When I turned seventeen and a sophomore in college, I met Francisco Arcellana. He reminded me of my scholarly looking Tito Sinforoso with his thick glasses, shrub of white hair on his head and shaky voice. “So, you’re the young man who made the drawing for the cover of my book,” he told me in his halting voice. “Yes, sir,” I said sheepishly in the presence of this giant in Filipino literature written in English.
I first read his short story (where, I don’t remember anymore) A Death in the Factory in high school. In just one page, he captured the sheer helplessness of a widowed young wife as she was handed a few measly pesos for the death of her husband in a factory accident. It was so powerful it moved me, and I’ve kept it in my memory as my most favorite piece of written literature. And there I was, at that moment, tiny and young, in front of an overwhelming pillar of a writer.

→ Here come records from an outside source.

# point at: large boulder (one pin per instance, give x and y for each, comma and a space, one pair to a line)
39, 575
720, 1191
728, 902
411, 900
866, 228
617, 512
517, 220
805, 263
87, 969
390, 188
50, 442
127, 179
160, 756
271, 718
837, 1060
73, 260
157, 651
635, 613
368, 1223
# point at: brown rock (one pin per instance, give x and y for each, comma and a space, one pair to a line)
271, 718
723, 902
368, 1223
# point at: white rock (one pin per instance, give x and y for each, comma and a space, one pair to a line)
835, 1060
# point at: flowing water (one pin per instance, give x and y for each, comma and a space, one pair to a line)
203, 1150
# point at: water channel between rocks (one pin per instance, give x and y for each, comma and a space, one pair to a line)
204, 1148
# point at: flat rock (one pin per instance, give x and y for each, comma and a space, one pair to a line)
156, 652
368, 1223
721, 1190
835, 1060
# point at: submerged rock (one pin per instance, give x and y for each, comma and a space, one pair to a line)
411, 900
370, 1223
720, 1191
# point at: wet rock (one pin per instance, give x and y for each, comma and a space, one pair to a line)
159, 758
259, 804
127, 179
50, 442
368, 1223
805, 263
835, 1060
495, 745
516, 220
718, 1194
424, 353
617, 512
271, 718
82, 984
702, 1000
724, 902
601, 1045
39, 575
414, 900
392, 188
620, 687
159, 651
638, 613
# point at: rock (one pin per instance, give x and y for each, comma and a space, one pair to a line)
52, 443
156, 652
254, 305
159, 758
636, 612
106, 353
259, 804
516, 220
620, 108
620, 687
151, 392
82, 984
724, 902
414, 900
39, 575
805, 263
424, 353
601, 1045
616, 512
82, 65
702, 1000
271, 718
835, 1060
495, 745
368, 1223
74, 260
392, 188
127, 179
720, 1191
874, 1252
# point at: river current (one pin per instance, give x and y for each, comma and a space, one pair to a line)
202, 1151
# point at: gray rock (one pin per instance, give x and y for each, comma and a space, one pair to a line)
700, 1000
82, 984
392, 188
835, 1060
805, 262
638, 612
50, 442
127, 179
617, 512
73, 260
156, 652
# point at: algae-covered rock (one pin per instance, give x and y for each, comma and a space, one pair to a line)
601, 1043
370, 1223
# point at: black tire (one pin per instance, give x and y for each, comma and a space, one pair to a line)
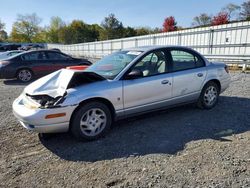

“Sir, I read in the introduction of your book that you were sixteen when you wrote A Death in the Factory?” I shyly asked.
“Yes, that is right,” he said as he took out a pen to write on his salutations for me on the first page.
“Uhm, it is my most favorite story… sir,” I said as I cleared my throat of phlegm for the umpteenth time.
“I am glad. And I am more glad that you caught the spirit of my stories in your drawing,” he said with an old man’s smile as he handed me back my copy with his written note in it.
Through the years since I first held a book I was part of designing, I’ve always held the idea that someday, I’ll be doing more of these. I’ve also held the thought that if I can’t be a writer, I’ll design great books.
I still smile every time I see the cover of this sophomoric work and read the words the writer scribbled in the inner page for me.